Duolingo's (DUOL +2.83%) stock entered 2025 on a mission, like a green owl looking for people who skipped their daily language lessons. Share prices more than tripled from early August 2024 to mid-May 2025. Duolingo made market darlings like Nvidia look slow and sleepy (sueño, schläfrig, dormema) in that period.
But the good times didn't last. As I'm writing this on Nov. 19, Duolingo's stock has fallen 67% from that lofty peak in May. Can the mobile language educator get back on its feet and take flight again, or is this crash the start of a long-term malady (enfermedad, Krankheit, malsano)? Let's see what Duolingo might be up to over the next year.
Image source: Getty Images.
Duolingo grew up while you weren't looking
The Duolingo you see today is already very different from the pure-play language educator of 2021, when the stock entered public markets. The user count is up from 37.9 million to 135.3 million. Paid subscribers surged from 1.9 million to 11.5 million. Trailing revenues stopped at $207.7 million back then. Now, Duolingo beat that figure with $271.7 million of top-line sales in Q3 2025 alone. The trailing tally is up to $964.3 million now.

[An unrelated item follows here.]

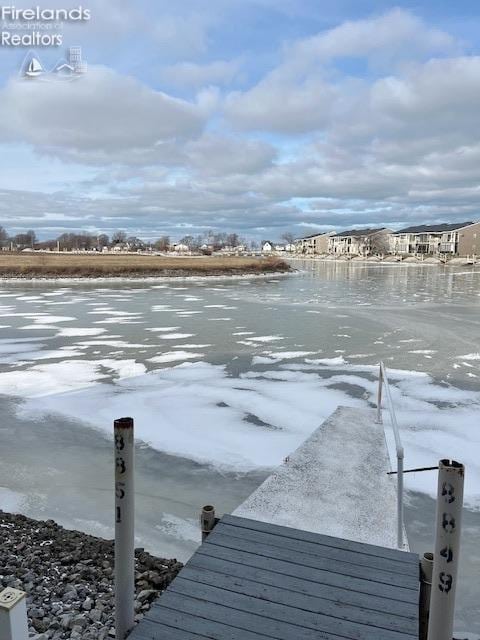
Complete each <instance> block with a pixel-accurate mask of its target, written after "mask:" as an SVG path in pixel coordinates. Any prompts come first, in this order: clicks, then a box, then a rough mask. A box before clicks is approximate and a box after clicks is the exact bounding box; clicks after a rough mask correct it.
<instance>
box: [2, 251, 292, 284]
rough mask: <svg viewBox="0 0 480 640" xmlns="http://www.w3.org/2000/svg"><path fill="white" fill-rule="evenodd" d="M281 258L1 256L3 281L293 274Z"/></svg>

And it's not just the numbers. Duolingo has also introduced an ultra-premium Max subscription for those who want to boost their learning with artificial intelligence (AI) tools. Max uses ChatGPT to analyze the questions you got wrong, and to run personalized video chats with in-game characters. If conversation is the best way to really learn a language, the Max-driven chats should significantly raise the quality of the learning experience.

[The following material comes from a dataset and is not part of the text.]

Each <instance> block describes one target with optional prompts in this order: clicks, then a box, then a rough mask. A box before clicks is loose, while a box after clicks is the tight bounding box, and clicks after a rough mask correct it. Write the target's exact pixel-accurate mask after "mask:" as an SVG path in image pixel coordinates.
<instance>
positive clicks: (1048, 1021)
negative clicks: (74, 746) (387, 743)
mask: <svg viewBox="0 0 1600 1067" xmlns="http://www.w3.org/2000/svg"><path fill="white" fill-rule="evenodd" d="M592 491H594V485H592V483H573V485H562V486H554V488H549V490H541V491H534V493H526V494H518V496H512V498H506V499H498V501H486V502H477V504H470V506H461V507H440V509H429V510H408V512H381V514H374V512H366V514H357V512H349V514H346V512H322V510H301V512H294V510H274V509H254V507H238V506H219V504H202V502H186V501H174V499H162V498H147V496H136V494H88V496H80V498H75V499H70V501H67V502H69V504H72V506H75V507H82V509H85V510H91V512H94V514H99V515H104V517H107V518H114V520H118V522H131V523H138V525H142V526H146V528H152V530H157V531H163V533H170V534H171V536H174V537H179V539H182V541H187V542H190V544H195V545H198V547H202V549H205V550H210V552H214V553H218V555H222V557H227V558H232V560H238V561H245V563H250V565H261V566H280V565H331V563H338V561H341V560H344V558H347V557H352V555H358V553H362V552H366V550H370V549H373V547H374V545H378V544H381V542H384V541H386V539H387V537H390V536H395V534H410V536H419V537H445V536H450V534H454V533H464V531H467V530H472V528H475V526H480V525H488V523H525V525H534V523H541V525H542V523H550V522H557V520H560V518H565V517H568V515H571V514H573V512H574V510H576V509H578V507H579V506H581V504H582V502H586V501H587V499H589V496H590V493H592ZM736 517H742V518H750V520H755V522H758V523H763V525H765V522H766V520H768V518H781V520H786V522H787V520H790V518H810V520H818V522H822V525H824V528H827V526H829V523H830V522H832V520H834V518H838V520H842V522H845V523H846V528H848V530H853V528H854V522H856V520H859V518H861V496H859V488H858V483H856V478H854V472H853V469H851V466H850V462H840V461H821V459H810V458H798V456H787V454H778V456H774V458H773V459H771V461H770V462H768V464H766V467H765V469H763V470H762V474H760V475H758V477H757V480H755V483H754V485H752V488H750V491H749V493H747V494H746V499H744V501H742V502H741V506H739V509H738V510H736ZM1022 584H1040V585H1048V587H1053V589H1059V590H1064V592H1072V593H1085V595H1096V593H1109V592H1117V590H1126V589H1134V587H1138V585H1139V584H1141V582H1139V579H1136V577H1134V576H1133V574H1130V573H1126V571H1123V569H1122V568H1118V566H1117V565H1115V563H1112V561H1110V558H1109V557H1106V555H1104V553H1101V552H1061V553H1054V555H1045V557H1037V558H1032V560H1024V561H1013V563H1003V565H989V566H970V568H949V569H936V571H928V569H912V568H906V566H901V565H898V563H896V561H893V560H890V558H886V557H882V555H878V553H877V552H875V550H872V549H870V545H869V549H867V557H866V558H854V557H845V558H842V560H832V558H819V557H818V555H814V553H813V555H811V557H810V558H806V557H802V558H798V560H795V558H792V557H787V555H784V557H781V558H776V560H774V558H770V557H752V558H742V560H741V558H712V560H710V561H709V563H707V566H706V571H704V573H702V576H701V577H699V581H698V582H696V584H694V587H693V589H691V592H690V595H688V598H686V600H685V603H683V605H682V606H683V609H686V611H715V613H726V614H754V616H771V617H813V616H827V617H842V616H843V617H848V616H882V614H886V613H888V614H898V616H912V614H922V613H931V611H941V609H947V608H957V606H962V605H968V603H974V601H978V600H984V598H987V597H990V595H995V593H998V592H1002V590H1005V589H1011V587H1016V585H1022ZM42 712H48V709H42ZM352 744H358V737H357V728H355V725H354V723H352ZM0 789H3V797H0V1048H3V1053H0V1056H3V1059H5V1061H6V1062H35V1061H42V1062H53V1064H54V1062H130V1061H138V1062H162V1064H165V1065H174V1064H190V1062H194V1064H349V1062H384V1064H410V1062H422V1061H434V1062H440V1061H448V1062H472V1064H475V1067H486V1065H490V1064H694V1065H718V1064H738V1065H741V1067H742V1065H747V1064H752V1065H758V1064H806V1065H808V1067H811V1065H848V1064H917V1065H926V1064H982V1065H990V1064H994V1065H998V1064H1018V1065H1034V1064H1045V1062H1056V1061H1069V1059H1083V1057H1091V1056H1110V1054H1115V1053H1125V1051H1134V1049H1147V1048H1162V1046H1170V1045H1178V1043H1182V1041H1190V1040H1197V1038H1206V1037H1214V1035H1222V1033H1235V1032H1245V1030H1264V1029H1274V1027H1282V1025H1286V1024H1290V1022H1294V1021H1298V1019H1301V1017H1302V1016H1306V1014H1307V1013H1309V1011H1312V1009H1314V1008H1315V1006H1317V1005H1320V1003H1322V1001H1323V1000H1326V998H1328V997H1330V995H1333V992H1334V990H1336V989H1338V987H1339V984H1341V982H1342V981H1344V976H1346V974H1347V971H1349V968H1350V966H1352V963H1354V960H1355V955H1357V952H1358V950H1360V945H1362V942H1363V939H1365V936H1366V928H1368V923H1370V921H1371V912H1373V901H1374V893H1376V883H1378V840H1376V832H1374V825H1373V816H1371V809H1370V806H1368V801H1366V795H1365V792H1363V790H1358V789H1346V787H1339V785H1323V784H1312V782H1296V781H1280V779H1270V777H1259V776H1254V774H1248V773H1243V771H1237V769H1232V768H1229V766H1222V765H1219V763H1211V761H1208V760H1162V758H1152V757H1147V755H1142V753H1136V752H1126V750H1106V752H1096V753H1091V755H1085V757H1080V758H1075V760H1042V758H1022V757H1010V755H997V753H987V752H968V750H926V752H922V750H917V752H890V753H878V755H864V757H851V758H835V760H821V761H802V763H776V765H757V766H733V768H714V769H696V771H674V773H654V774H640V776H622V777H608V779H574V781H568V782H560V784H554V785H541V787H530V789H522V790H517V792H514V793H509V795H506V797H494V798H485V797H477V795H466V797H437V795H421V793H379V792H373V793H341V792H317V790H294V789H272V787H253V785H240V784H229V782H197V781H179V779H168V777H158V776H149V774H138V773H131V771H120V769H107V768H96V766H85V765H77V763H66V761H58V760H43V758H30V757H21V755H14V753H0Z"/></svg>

Furthermore, Duolingo is expanding its learning platform to new topics. The expansion (expansión, Erweiterung, ekspansio) started with music and math lessons in 2023 or 2024, depending on what kind of device you use in your lessons. This year, Duolingo added a chess course in partnership with Chess.com.

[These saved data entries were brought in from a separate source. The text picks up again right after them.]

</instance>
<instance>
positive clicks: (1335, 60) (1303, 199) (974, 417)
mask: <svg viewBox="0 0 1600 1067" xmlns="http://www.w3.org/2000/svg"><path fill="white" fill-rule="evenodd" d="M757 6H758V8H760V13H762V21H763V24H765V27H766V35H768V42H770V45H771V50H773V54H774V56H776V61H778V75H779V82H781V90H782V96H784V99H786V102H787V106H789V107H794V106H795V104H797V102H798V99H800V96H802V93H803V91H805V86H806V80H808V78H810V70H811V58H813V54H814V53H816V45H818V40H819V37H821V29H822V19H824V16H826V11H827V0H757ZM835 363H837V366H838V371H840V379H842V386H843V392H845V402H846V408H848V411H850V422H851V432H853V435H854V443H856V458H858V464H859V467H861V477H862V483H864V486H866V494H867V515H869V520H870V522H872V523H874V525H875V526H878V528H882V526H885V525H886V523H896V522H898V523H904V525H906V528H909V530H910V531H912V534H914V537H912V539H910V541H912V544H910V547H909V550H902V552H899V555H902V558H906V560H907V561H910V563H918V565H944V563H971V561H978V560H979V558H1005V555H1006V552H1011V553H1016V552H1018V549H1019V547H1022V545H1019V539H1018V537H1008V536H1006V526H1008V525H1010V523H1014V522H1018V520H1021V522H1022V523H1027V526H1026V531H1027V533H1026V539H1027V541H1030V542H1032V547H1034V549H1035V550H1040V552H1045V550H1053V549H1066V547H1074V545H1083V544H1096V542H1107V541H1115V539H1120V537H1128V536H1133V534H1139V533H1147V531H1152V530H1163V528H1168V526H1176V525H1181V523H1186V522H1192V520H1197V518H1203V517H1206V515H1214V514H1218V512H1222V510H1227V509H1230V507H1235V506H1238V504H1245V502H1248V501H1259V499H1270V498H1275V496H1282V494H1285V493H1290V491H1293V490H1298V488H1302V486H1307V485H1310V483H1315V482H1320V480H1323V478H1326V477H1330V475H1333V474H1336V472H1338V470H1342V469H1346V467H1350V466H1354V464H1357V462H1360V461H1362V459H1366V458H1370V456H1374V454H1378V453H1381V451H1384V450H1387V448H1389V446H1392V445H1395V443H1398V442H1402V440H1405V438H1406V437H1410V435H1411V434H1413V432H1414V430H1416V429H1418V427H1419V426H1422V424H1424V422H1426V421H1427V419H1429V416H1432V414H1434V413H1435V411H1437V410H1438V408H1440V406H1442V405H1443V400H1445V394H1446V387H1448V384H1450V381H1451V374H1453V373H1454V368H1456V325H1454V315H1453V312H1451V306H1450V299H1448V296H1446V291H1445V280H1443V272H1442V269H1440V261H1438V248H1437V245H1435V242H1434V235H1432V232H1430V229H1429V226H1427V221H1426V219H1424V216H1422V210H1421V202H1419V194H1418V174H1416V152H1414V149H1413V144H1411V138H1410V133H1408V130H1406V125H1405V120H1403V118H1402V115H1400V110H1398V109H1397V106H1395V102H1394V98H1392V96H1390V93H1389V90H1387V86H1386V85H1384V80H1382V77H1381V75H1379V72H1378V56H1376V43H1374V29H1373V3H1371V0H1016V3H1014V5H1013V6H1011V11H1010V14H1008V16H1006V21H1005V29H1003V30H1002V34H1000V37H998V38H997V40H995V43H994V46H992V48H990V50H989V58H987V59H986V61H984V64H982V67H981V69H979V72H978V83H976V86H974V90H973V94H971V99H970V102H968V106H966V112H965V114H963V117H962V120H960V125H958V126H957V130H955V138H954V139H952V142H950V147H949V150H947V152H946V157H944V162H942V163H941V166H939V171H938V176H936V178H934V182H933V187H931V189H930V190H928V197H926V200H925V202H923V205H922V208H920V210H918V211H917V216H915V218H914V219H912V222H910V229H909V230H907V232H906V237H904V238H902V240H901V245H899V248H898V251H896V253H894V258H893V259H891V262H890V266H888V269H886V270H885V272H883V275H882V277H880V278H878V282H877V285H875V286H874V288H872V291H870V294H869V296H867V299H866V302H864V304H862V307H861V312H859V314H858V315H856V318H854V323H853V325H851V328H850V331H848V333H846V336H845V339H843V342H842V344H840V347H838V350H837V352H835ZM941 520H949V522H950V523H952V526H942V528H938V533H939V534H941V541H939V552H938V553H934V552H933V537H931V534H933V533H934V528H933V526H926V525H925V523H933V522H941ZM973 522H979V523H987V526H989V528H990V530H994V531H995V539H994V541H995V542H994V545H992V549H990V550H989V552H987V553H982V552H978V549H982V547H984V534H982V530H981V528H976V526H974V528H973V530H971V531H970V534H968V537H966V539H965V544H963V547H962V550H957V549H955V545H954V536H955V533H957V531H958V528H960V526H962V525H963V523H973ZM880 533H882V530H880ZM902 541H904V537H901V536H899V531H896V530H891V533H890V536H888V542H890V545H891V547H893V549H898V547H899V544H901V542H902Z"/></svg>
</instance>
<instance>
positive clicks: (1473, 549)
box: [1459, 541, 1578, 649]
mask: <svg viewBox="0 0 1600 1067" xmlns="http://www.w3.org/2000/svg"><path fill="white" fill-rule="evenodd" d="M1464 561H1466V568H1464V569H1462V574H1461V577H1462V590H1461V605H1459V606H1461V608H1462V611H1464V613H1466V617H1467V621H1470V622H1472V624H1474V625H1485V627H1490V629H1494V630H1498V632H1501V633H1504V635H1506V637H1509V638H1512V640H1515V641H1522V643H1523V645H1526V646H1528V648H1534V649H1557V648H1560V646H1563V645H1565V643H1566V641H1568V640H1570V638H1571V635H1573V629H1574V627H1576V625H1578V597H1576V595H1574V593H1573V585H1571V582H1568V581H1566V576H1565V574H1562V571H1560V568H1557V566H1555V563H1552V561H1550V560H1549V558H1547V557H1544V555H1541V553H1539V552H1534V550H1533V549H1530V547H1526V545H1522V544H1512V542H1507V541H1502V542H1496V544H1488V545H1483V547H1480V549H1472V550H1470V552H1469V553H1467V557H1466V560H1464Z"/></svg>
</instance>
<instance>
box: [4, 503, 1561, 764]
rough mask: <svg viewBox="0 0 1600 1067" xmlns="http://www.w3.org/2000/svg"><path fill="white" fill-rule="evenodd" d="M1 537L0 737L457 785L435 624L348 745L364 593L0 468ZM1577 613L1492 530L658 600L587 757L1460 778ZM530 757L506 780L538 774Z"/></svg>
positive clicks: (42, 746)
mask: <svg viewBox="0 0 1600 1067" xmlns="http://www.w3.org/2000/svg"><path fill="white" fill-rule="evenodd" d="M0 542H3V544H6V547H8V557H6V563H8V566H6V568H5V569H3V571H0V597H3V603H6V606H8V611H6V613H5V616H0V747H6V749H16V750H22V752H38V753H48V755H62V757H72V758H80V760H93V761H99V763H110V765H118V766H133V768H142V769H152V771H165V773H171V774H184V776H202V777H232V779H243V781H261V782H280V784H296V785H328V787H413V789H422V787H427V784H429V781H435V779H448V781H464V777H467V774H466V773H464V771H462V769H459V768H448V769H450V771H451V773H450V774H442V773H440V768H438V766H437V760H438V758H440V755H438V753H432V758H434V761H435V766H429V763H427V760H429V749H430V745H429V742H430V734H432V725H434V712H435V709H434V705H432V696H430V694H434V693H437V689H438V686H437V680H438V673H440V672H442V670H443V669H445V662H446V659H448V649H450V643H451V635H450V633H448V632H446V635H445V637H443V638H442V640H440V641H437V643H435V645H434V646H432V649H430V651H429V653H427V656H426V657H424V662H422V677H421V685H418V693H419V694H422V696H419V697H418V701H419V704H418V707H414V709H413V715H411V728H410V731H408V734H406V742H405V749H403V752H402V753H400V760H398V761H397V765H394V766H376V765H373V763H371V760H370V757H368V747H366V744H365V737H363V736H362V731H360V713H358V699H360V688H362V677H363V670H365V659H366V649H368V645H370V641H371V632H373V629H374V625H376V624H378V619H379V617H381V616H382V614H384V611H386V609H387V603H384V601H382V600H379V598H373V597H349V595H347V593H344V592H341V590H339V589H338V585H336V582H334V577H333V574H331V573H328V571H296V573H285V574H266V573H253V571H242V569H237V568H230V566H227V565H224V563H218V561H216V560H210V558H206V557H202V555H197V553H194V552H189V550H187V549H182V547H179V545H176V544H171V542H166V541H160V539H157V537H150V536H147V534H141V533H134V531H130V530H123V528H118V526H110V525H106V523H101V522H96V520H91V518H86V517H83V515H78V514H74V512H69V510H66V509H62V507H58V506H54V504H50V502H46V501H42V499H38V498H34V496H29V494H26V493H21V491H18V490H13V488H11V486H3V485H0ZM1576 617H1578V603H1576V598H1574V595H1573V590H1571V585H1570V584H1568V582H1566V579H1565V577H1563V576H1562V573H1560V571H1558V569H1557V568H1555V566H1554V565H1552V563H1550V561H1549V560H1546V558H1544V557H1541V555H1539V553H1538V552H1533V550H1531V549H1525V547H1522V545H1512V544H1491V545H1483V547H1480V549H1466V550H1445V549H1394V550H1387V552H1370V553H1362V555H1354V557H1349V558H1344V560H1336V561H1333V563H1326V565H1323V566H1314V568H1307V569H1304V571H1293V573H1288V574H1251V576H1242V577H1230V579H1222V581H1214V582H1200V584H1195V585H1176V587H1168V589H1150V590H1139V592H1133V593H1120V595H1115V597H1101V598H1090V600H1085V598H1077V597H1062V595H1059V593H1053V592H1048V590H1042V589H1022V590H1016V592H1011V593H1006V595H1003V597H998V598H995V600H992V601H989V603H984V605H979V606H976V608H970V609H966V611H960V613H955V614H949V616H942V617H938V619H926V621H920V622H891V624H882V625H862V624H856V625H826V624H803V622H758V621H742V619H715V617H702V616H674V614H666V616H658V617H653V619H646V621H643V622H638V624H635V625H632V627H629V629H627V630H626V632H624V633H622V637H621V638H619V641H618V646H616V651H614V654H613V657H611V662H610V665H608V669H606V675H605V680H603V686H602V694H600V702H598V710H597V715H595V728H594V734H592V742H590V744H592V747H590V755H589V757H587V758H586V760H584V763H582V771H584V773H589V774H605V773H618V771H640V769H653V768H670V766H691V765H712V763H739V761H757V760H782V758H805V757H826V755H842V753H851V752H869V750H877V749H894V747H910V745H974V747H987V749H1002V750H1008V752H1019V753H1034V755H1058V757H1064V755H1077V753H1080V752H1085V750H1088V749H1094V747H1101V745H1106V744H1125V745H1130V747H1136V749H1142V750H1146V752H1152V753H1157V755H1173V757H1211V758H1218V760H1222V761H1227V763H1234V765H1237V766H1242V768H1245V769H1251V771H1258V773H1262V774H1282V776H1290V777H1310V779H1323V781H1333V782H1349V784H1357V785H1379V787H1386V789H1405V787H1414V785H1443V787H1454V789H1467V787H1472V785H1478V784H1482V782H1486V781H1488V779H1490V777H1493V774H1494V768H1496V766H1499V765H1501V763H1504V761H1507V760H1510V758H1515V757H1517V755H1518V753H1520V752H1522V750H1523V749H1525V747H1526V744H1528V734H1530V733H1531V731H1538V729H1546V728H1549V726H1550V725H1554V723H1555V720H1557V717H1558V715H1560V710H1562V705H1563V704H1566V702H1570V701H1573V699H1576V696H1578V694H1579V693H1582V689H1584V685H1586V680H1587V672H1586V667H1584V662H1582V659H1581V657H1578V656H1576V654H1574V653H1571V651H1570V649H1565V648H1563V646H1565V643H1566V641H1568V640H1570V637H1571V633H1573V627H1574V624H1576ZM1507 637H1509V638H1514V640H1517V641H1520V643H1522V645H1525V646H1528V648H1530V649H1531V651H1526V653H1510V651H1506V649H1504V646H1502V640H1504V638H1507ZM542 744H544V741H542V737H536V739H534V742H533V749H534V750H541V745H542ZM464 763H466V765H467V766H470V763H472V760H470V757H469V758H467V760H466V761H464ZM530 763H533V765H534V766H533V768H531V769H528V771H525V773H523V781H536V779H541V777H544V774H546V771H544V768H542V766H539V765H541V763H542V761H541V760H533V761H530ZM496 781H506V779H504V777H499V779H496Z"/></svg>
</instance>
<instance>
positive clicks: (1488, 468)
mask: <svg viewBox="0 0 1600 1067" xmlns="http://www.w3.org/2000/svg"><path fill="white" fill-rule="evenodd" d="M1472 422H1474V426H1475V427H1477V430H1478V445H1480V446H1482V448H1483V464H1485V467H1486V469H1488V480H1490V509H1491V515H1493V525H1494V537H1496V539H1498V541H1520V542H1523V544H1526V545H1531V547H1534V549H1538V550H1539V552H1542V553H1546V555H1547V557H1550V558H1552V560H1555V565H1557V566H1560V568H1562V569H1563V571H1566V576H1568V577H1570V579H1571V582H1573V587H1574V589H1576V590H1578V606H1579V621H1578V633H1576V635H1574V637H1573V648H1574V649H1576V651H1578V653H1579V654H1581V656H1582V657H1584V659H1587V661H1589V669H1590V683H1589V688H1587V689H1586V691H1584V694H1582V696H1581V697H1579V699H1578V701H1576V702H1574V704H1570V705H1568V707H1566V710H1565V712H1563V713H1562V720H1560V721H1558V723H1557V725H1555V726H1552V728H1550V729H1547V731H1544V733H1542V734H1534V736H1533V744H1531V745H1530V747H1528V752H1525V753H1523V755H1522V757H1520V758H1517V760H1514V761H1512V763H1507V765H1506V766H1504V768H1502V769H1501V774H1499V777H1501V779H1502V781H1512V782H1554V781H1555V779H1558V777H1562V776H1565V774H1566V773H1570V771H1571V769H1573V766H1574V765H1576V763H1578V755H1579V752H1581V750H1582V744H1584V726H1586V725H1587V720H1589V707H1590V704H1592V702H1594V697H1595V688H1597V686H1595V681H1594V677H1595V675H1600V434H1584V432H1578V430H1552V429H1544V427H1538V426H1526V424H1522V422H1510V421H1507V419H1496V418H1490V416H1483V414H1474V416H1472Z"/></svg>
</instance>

Big dreams for a small owl
Duolingo is an innovator at heart. I expect the topic growth to continue, eventually covering pretty much anything you can learn by rote repetition -- and then moving into areas where the ChatGPT-driven Max service can go the extra mile. From history and social science to physics and economics, the target market should multiply in size (multiplicarse en tamaño, sich vermehren, pligrandiĝi) over the next decade or so. Beyond that, I can imagine a Duolingo University, fully accredited in advanced fields like electrical engineering and internal medicine.
None of that is on tap in 2026, of course. These are long-term ambitions. There may be one or two new Duolingo courses over the next year, but none of them will be game-changers right away.
Management changed their operating goals in the Q3 report, caring more about optimum user growth than monetization for the next few years. This update was the main reason why Duolingo's stock kept falling in November, despite fantastic earnings and revenue surprises in the same Q3 report.

NASDAQ: DUOL
Key Data Points
I'm buying Duolingo despite the Wall Street drama
Over the next year, I'm looking for continued innovation in the game-like learning model, coupled with heavy marketing and in-app tweaks to move more of the ad-supported users into Duolingo's premium subscriptions.
It's not a sharp U-turn in Duolingo's strategy-setting offices. It's just a "balance shift" within Duolingo's current business model, prioritizing a different set of goals with a negligible impact on management's full-year revenue guidance. Current challenges include other companies' AI-driven language learning, regulatory pressure around Duolingo's rapidly growing Chinese user group, and perhaps a rougher strategy shift than expected. But Duolingo is poised to tackle these issues, led by a certified genius and equipped with skyrocketing growth engines.
So there's a two-player mode in the chess course now, and a handful of popular languages have a new flashcard exercise in the training section. Duolingo's marketing strategy should be more about user growth than money-making for a while. That's all good with me, and I think the stock is an excellent buy after that steep price drop. It's still a long-term winner, even if the next year looks like a wide-open share-buying window.
And now it's time for some Spanish, German, and Esperanto classes. I have a 3,433-day streak (racha, Strähne, serio) of daily lessons to maintain, after all.